Lance Corporal Frederick Holmes

Performances of the same play at the Hippodrome, Coventry in the following month were accompanied by ‘special war films’.
And I noticed an advertisement for Submarine F7 (not a play I have researched) in York in August 1915 which announced that each performance would be attended by Corporal F. W. Holmes V.C., M.M.: ‘Corporal Holmes is the only living soldier who is the proud wearer of both crosses, the M.M. being in France what the V.C. stands for in England’. Frederick Holmes from Bermondsey, London, then a Lance Corporal in the King’s Own Yorkshire Light Infantry, had been decorated for an action on 26 August 1914 at Le Cateau on the Western Front.

I have found very little information about the audiences’ responses apart from generalised statements that they enjoyed a play and enthusiastically applauded it. Coming Home was described as ‘a play for the soldiers. A play for mothers. A play for sweethearts who have prayed and longed for those two words – Coming Home’, and that view of the prospective audience is unsurprisingly confirmed by an earlier review of Called Up which noted that ‘it … appeals, perhaps particularly, to women with husbands, sons or sweethearts at the war, and who necessarily form the larger part of entertainment patrons’.

Some of the plays soon ceased to be relevant.

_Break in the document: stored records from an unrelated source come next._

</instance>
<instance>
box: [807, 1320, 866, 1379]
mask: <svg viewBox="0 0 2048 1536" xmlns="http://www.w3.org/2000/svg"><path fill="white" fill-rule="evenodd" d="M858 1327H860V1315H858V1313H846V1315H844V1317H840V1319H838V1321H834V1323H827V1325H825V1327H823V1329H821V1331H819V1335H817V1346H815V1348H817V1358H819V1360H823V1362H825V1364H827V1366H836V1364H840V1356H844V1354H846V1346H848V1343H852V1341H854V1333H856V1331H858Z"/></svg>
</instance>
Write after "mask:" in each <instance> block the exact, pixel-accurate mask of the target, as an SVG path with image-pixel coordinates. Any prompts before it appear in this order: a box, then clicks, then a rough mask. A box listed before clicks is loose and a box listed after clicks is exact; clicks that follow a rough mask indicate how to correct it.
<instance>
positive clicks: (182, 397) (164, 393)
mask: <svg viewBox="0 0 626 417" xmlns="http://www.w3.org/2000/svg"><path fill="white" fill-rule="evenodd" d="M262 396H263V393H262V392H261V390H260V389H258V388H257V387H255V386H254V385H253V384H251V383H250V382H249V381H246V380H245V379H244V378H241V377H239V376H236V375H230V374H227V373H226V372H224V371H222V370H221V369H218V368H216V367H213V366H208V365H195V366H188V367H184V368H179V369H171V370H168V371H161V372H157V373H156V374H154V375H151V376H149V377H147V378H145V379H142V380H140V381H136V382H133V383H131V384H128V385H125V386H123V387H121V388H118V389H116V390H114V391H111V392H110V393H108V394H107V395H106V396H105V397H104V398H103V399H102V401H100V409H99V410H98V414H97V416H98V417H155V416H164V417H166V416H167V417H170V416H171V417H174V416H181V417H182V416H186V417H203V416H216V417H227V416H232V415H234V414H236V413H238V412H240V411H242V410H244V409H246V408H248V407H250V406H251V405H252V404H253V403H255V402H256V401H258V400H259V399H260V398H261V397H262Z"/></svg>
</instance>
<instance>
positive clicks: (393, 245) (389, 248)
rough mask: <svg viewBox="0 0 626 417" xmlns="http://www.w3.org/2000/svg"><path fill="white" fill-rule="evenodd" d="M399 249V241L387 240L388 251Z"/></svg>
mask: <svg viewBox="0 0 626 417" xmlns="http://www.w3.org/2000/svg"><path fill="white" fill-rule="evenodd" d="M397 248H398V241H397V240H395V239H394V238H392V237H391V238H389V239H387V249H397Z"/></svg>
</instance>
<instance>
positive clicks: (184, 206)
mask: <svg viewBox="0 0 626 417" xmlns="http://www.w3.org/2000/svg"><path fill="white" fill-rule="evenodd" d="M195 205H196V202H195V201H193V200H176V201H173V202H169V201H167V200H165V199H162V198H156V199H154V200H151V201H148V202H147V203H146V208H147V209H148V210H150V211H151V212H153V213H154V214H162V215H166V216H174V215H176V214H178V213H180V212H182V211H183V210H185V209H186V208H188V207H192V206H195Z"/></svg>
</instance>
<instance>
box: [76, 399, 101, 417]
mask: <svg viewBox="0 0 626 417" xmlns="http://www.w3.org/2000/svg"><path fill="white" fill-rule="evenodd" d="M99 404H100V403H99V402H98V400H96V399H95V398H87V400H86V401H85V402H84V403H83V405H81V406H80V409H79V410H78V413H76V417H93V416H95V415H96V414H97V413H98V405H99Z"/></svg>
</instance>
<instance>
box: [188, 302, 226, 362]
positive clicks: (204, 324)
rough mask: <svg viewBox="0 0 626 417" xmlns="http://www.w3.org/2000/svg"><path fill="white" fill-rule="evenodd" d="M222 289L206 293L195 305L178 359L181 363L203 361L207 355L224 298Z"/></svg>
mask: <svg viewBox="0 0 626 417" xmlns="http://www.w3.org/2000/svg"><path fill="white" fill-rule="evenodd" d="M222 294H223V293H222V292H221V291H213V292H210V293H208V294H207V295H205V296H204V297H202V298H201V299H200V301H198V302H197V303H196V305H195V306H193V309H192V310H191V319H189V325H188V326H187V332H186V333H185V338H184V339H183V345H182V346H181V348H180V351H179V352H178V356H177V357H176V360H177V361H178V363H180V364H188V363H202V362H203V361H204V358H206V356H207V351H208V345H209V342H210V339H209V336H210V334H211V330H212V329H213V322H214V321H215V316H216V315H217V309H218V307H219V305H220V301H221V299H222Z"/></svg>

The recruiting sketch One O’ Kitchener’s remained popular until around the time of the introduction of conscription in 1916; and Nosey Knows was last performed in December 1918. Others lived on. Coming Home was still being performed in November 1922; and Annajanska was revived professionally in 1930, 1939 and 1951 and was also performed by amateur groups: the Burnley Drama Guild in 1931, an Edinburgh group in 1936 and the Thurso Players in 1950.

Of course, whatever we find out about these plays is necessarily a snapshot of what was recorded in newspapers. New pages are being added all the time to the online resources and it is possible to search in the British Newspaper Archive (BNI) for pages that have been added since a specific date. At the risk of creating more work for ourselves, perhaps we ought, before the project is signed off, to look to see if there is any further information in newspapers recently added to the BNI.